Monday, September 8, 2014

I Am Weak

2 Corinthians 12:9-11
New Life Version

He answered me, “I am all you need. I give you My loving-favor. My power works best in weak people.” I am happy to be weak and have troubles so I can have Christ’s power in me. 10 I receive joy when I am weak. I receive joy when people talk against me and make it hard for me and try to hurt me and make trouble for me. I receive joy when all these things come to me because of Christ.
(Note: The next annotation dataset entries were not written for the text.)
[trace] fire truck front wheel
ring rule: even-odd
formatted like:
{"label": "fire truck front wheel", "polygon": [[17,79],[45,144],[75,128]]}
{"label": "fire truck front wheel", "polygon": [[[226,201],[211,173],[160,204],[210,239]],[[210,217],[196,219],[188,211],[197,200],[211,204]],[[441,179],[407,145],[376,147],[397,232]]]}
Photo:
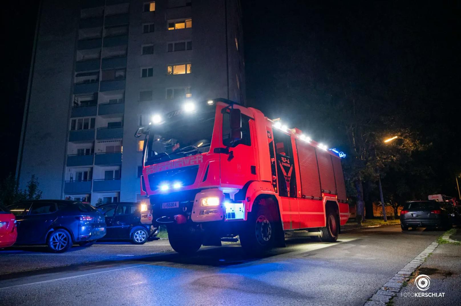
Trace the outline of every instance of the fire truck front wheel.
{"label": "fire truck front wheel", "polygon": [[321,228],[320,240],[324,242],[335,242],[339,234],[339,218],[334,210],[329,209],[326,213],[326,226]]}
{"label": "fire truck front wheel", "polygon": [[200,228],[189,224],[172,225],[167,227],[171,248],[180,254],[189,255],[201,246],[203,237]]}
{"label": "fire truck front wheel", "polygon": [[248,213],[246,224],[239,237],[245,252],[258,255],[274,246],[277,227],[273,210],[264,205],[254,208],[256,209]]}

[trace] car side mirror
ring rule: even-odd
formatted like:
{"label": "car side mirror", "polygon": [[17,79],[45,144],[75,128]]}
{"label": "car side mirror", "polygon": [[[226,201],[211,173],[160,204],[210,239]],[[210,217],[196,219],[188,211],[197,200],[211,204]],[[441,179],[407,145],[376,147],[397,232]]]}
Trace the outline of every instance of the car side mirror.
{"label": "car side mirror", "polygon": [[242,139],[242,112],[238,109],[230,110],[230,141],[235,142]]}
{"label": "car side mirror", "polygon": [[139,138],[141,137],[141,136],[144,133],[144,127],[139,127],[138,128],[137,131],[135,133],[135,137],[136,138]]}

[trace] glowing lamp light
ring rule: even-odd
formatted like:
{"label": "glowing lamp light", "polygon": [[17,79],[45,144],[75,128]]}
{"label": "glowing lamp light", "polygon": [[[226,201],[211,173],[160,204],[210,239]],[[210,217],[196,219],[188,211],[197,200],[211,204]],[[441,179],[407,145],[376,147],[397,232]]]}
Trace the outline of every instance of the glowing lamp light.
{"label": "glowing lamp light", "polygon": [[185,111],[190,113],[195,110],[195,105],[192,102],[187,102],[184,104],[183,108]]}
{"label": "glowing lamp light", "polygon": [[155,124],[158,124],[162,122],[162,117],[160,115],[154,115],[152,116],[152,122]]}

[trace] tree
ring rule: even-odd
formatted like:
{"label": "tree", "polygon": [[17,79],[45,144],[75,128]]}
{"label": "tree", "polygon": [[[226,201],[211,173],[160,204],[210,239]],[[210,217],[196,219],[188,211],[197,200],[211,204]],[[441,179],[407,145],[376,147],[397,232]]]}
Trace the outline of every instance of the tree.
{"label": "tree", "polygon": [[24,190],[19,188],[18,180],[11,173],[0,184],[0,203],[5,206],[22,201],[38,200],[41,198],[41,194],[35,175],[30,177]]}

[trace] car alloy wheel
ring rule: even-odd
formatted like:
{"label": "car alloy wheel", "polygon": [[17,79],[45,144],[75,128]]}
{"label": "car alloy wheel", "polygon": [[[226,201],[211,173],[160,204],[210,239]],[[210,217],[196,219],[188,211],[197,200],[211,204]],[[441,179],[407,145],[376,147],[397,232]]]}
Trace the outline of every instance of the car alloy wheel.
{"label": "car alloy wheel", "polygon": [[142,230],[138,230],[133,234],[133,240],[137,242],[141,243],[146,240],[147,235],[146,232]]}
{"label": "car alloy wheel", "polygon": [[65,248],[69,244],[69,237],[62,232],[53,233],[50,239],[50,247],[53,250],[59,251]]}

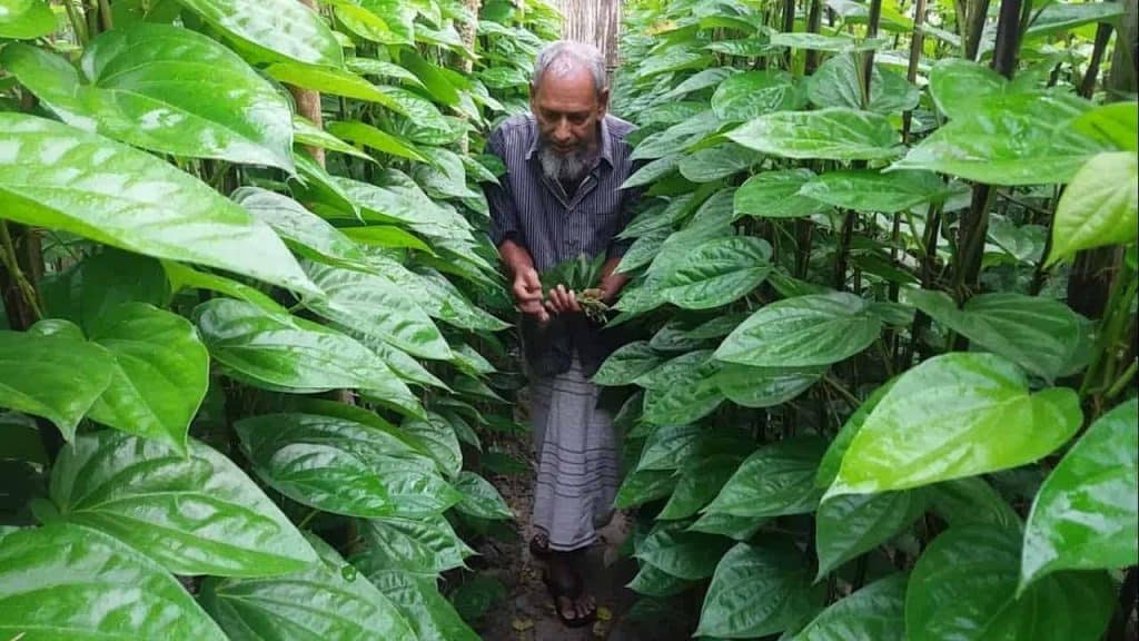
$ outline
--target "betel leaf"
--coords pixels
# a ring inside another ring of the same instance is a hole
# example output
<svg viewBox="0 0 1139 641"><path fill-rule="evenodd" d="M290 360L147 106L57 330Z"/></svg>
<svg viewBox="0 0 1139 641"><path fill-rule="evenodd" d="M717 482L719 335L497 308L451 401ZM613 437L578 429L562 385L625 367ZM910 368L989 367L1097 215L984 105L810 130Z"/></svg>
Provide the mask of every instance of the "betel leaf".
<svg viewBox="0 0 1139 641"><path fill-rule="evenodd" d="M788 539L739 543L716 566L694 635L751 639L782 632L817 611L810 563Z"/></svg>
<svg viewBox="0 0 1139 641"><path fill-rule="evenodd" d="M776 112L728 132L740 145L788 159L891 160L899 136L886 116L850 108Z"/></svg>
<svg viewBox="0 0 1139 641"><path fill-rule="evenodd" d="M285 97L236 54L188 29L139 23L108 31L84 50L79 72L25 44L5 47L0 64L73 127L166 154L294 170Z"/></svg>
<svg viewBox="0 0 1139 641"><path fill-rule="evenodd" d="M107 350L75 333L0 331L0 406L43 416L67 440L115 367Z"/></svg>
<svg viewBox="0 0 1139 641"><path fill-rule="evenodd" d="M855 169L828 171L811 179L798 190L831 206L898 213L928 202L942 202L952 189L936 173L928 171L880 171Z"/></svg>
<svg viewBox="0 0 1139 641"><path fill-rule="evenodd" d="M826 203L800 195L813 178L814 172L803 168L756 173L736 190L735 218L803 218L829 210Z"/></svg>
<svg viewBox="0 0 1139 641"><path fill-rule="evenodd" d="M1075 391L1030 393L1024 373L1000 356L935 356L901 374L874 408L828 495L1016 468L1066 443L1082 420Z"/></svg>
<svg viewBox="0 0 1139 641"><path fill-rule="evenodd" d="M320 316L382 339L412 356L449 360L451 349L409 292L390 278L317 263L305 268L325 295L305 301Z"/></svg>
<svg viewBox="0 0 1139 641"><path fill-rule="evenodd" d="M194 317L210 354L259 387L311 393L383 389L395 379L367 347L312 320L226 298L199 305Z"/></svg>
<svg viewBox="0 0 1139 641"><path fill-rule="evenodd" d="M951 527L926 547L906 593L910 641L1093 641L1115 590L1106 573L1044 577L1017 598L1021 536L988 524Z"/></svg>
<svg viewBox="0 0 1139 641"><path fill-rule="evenodd" d="M771 245L753 236L715 238L683 257L657 285L682 309L712 309L747 295L771 271Z"/></svg>
<svg viewBox="0 0 1139 641"><path fill-rule="evenodd" d="M71 524L0 536L0 636L226 639L154 560L106 534Z"/></svg>
<svg viewBox="0 0 1139 641"><path fill-rule="evenodd" d="M1139 401L1100 416L1048 474L1024 534L1021 584L1062 569L1139 562Z"/></svg>
<svg viewBox="0 0 1139 641"><path fill-rule="evenodd" d="M921 490L849 494L823 501L816 518L819 577L890 541L925 513Z"/></svg>
<svg viewBox="0 0 1139 641"><path fill-rule="evenodd" d="M909 575L893 574L831 603L790 641L904 641Z"/></svg>
<svg viewBox="0 0 1139 641"><path fill-rule="evenodd" d="M391 601L355 576L327 543L310 536L321 561L285 576L207 578L203 607L233 641L263 639L391 639L415 641Z"/></svg>
<svg viewBox="0 0 1139 641"><path fill-rule="evenodd" d="M1076 171L1056 205L1054 263L1080 250L1133 243L1139 227L1139 160L1134 152L1096 154Z"/></svg>
<svg viewBox="0 0 1139 641"><path fill-rule="evenodd" d="M906 297L934 320L1038 376L1051 381L1071 373L1082 330L1080 317L1063 302L997 292L957 309L942 292L909 290Z"/></svg>
<svg viewBox="0 0 1139 641"><path fill-rule="evenodd" d="M0 114L0 137L5 218L319 292L272 229L146 152L23 114Z"/></svg>
<svg viewBox="0 0 1139 641"><path fill-rule="evenodd" d="M259 55L341 66L341 44L317 11L292 0L178 0Z"/></svg>
<svg viewBox="0 0 1139 641"><path fill-rule="evenodd" d="M330 265L367 268L363 252L351 238L293 198L260 187L240 187L230 197L272 227L298 254Z"/></svg>
<svg viewBox="0 0 1139 641"><path fill-rule="evenodd" d="M736 470L705 513L759 520L813 512L822 496L814 486L814 471L826 447L826 441L816 437L760 447Z"/></svg>
<svg viewBox="0 0 1139 641"><path fill-rule="evenodd" d="M210 387L210 354L189 320L144 302L99 317L91 341L114 359L90 417L186 451L190 421Z"/></svg>
<svg viewBox="0 0 1139 641"><path fill-rule="evenodd" d="M261 478L326 512L417 517L441 513L460 498L394 430L316 414L270 414L235 427Z"/></svg>
<svg viewBox="0 0 1139 641"><path fill-rule="evenodd" d="M721 82L712 95L712 111L723 122L744 122L804 106L803 86L789 73L777 70L737 73Z"/></svg>
<svg viewBox="0 0 1139 641"><path fill-rule="evenodd" d="M271 576L317 554L229 459L196 440L189 454L115 431L77 437L51 470L66 521L123 541L182 575Z"/></svg>
<svg viewBox="0 0 1139 641"><path fill-rule="evenodd" d="M811 367L845 360L870 346L882 320L869 303L835 292L784 299L728 335L715 358L754 367Z"/></svg>

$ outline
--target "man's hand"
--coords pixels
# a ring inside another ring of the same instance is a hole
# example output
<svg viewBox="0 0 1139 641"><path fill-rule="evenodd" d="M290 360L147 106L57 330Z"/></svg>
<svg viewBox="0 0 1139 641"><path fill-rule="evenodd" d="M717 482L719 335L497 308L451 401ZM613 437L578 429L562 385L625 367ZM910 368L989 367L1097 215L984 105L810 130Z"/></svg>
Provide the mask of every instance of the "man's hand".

For when I am weak, then I am strong.

It has been a while since I have posted on this blog.  While there has been the familiar urge every now and then, I have refrained.  The reason being that I have felt so weak at times.  And only a strong person should have something to say, right?   

Well, a thought that has been circling my brain for a couple months, just plopped itself right down and made itself at home this afternoon...

I know that everyone must feel weak and worn down and out at times.  In fact, my whole blog is about acknowledging the ups and downs of life.  The ups generally are never hard to handle.  The downs almost always are.  So, as I have struggled with my own sense of weakness, I have noticed strength in others.  There are particular people in my life in whom I see enormous strength.  I have often sat back and just thought "wow."  How do they do it?  Where do they find that strength? 

If I were to tell each of these people how strong they appear to me, I'm betting they would look very surprised.  Maybe they would think I didn't notice the difficulties they have faced, or the hard times they are going through. 

Of course, I have already given it away by mentioning 2 Corinthians 12:9.  There is definitely some strength going on.  But it is not our own.  I find it very interesting when one claims to be strong, without admitting weakness, that makes it sound like one is strong all on their own. 

I realize, of course, that my weakness is no weaker than anyone else's weakness.  The power of Christ in me is just as strong in me as I see it in others.  I am weak.  All of me needs all of Jesus.  I don't want someone to see strength in me without seeing weakness in me.  The strength is not my own - He is all I need.